A nossa concepção da inteligência humana é estreita e não tem em consideração uma ampla gama de capacidades que são essenciais para vivermos bem e alcançarmos um desenvolvimento integral enquanto seres humanos. A inteligência emocional é uma forma de nos relacionarmos com os outros e com tudo o que nos rodeia, englobando aptidões como o controlo de impulsos, a motivação, a perseverança, a empatia ou a agilidade mental, que moldam traços do nosso carácter essenciais para trilharmos o 'nosso' caminho rumo aos 'nossos' sonhos...

segunda-feira, novembro 02, 2009

Navegar é preciso!


'As pessoas grandes gostam de números. Quando vocês lhes falam de um amigo novo, as suas perguntas nunca vão ao essencial. Nunca vos perguntam: "Como é a voz dele? De que brincadeiras é que ele gosta mais? Ele faz colecção de borboletas?" Mas: "Que idade é que ele tem? Quantos irmãos tem? Quanto é que ele pesa? Quanto ganha o pai dele?" Só assim é que pensam ficar a conhecê-lo. Se vocês disserem às pessoas grandes: "Hoje vi uma casa muito bonita de tijolos cor-de-rosa, com gerânios nas janelas e pombos no telhado...", as pessoas grandes não a conseguem imaginar. É preciso dizer-lhes: "Hoje vi uma casa que custou vinte mil contos." Então, já são capazes de exclamar: "Mas que linda casa!"
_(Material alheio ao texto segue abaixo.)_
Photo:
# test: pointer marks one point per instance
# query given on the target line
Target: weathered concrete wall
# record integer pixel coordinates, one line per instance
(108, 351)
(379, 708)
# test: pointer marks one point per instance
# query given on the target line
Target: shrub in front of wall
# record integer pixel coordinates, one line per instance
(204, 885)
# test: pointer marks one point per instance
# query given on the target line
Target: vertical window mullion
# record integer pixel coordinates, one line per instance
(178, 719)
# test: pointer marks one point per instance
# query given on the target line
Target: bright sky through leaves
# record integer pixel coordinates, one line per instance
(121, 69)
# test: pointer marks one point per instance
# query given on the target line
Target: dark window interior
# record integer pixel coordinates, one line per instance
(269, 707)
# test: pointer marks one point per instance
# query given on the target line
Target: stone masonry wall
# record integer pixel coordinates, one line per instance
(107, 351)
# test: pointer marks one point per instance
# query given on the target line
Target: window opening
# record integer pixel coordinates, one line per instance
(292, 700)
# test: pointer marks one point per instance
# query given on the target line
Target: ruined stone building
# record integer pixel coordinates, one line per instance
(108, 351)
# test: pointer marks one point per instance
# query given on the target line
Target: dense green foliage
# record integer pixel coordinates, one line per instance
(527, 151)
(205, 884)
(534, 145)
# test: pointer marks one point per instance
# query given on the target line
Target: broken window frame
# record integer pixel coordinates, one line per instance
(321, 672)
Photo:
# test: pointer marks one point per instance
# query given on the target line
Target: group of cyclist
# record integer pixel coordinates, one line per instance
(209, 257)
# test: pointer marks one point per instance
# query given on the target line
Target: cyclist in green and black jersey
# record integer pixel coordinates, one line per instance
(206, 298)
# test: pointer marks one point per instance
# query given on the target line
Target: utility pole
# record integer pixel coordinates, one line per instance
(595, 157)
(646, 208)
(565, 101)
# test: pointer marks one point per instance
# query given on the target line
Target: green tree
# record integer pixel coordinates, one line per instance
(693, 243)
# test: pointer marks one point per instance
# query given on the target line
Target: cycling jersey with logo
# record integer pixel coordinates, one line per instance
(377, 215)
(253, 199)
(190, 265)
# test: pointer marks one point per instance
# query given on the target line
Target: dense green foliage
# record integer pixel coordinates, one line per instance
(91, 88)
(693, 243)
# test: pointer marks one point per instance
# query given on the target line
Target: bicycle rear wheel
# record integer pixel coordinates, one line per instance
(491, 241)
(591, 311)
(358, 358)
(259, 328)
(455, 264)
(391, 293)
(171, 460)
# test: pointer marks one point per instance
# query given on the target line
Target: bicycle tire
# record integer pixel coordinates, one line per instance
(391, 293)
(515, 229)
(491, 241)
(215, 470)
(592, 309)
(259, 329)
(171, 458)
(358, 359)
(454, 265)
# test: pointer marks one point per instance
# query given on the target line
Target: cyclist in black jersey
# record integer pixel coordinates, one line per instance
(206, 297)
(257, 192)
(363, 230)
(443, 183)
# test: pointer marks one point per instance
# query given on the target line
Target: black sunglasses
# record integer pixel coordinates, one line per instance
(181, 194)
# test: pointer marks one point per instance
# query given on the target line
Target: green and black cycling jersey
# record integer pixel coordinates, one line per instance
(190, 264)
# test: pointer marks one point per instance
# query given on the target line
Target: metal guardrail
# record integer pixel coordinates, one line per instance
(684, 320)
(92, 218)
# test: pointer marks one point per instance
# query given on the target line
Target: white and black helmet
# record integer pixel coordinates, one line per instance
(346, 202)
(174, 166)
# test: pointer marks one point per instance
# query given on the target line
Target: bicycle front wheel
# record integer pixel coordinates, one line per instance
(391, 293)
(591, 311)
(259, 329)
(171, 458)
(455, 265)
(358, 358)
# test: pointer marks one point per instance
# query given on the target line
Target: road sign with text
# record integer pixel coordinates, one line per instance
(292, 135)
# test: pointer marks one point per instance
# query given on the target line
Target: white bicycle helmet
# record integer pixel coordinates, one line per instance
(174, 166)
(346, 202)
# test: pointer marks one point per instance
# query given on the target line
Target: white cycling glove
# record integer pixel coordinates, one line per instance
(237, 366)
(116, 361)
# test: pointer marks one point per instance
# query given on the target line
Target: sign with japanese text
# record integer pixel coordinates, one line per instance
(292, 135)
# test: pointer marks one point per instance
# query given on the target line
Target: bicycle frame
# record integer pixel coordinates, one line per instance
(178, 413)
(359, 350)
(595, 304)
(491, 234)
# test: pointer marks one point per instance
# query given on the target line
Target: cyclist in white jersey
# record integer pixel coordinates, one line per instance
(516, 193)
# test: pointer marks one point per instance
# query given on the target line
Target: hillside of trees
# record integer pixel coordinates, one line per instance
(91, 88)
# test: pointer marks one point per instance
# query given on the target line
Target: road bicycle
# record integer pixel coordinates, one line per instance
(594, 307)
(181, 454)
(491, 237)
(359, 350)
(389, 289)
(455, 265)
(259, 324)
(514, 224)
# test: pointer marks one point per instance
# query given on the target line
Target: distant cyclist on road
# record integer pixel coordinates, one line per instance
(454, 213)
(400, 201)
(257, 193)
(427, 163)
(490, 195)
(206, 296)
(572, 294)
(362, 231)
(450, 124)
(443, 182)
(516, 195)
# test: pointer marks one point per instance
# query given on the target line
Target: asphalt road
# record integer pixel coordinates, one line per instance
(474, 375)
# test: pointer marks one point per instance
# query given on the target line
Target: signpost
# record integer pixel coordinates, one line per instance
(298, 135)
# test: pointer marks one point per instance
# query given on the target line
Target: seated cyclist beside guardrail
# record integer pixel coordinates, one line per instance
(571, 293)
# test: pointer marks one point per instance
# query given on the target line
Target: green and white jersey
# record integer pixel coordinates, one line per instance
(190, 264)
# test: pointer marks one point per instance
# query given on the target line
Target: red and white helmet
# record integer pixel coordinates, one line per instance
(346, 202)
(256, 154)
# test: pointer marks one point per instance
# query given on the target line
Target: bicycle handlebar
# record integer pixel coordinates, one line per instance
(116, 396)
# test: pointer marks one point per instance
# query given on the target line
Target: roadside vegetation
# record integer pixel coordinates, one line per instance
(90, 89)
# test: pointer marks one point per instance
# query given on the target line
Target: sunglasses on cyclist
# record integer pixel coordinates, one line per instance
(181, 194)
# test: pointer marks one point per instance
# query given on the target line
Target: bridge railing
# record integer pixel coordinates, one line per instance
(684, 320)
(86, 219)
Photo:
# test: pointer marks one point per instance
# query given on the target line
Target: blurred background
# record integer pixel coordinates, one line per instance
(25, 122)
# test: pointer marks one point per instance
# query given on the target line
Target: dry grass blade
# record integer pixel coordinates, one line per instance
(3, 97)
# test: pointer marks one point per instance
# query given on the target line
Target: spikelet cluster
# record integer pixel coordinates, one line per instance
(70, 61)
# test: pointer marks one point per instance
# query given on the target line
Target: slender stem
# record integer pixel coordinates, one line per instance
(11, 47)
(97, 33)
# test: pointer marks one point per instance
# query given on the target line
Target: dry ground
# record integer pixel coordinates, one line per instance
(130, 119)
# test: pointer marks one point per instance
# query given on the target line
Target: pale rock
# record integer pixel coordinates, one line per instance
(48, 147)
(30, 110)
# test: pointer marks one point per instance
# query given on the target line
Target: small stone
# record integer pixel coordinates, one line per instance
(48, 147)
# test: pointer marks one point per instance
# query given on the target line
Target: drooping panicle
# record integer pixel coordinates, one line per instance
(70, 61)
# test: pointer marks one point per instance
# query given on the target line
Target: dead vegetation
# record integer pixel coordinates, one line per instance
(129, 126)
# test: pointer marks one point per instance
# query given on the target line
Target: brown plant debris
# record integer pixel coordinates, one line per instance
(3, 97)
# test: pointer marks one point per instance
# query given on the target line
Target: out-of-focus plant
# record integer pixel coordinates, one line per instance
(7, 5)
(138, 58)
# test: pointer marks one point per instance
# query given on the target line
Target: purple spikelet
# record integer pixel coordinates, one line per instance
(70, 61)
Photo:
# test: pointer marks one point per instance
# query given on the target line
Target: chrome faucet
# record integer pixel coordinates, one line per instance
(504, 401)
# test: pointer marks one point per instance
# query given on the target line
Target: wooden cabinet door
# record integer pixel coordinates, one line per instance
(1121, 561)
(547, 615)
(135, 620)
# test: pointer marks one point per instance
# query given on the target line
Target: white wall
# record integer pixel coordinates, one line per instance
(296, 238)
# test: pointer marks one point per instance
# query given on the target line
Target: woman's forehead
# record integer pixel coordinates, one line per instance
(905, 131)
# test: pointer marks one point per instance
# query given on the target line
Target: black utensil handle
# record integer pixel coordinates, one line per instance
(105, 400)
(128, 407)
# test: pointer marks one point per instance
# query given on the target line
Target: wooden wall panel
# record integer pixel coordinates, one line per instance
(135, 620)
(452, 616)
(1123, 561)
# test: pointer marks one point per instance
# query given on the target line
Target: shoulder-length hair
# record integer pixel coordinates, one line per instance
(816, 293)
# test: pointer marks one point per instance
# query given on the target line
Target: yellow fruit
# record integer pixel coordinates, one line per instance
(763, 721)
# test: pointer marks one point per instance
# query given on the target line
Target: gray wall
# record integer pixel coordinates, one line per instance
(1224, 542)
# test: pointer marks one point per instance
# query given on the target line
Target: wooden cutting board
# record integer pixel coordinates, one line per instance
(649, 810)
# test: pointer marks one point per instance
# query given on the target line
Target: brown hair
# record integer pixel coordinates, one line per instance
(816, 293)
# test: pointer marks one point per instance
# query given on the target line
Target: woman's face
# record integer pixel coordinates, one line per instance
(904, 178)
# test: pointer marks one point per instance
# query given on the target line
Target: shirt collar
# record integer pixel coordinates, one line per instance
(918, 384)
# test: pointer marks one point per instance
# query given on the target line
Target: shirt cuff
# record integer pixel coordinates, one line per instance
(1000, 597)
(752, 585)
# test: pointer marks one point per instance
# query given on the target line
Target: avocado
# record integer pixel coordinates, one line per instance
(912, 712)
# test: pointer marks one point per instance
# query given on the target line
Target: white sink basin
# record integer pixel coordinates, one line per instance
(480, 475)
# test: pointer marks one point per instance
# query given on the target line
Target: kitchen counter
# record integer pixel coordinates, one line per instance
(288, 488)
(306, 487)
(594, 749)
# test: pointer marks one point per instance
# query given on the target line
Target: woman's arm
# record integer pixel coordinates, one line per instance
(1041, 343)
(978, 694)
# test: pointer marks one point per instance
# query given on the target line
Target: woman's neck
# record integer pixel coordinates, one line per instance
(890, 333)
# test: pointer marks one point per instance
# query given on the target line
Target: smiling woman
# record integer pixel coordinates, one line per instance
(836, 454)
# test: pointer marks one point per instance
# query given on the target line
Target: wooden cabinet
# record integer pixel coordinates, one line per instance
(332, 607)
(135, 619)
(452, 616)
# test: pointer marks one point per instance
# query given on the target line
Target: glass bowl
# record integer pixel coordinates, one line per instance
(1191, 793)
Assim, se lhes disserem: "A prova de que o principezinho existiu é que ele era encantador, é que ele se ria e queria uma ovelha. Querer uma ovelha é a prova de que existe", as pessoas grandes enoolhem os ombros e chamam-vos crianças! Mas se lhes disserem: "O planeta de onde ele vinha era o asteróide B612", as pessoas grandes ficam logo convencidas e não se põem a fazer mais perguntas. As pessoas grandes são assim. Não vale a pena zangarmo-nos com elas. As crianças têm de ser muito indulgentes para as pessoas grandes.

Mas nós, nós que entendemos a vida, claro que nos estamos bem nas tintas para os números! Eu gostava era de ter começado esta história como um conto de fadas. Assim:
"Era uma vez um principezinho que vivia num planeta pouco maior do que ele e precisava de um amigo..." Para quem entende a vida, era de certeza um começo bem mais verosímil.

Porque eu não gostava que este livro fosse lido levianamente. Custa-me tanto lembrar estas coisas! O meu amigo já se foi embora há seis anos com a sua ovelha. Se o tento descrever, é só para não me esquecer dele. É tão triste esquecermo-nos de um amigo! Nem toda a gente teve um amigo na vida! E depois, posso ficar como as pessoas grandes que já não se interessam senão por números. Foi também por isso que comprei uma caixa de tintas e lápis. E custa um bocado começar a desenhar na minha idade, ainda por cima quando as duas únicas tentativas anteriores, a da jibóia fechada e a da jibóia aberta, foram feitas aos seis anos!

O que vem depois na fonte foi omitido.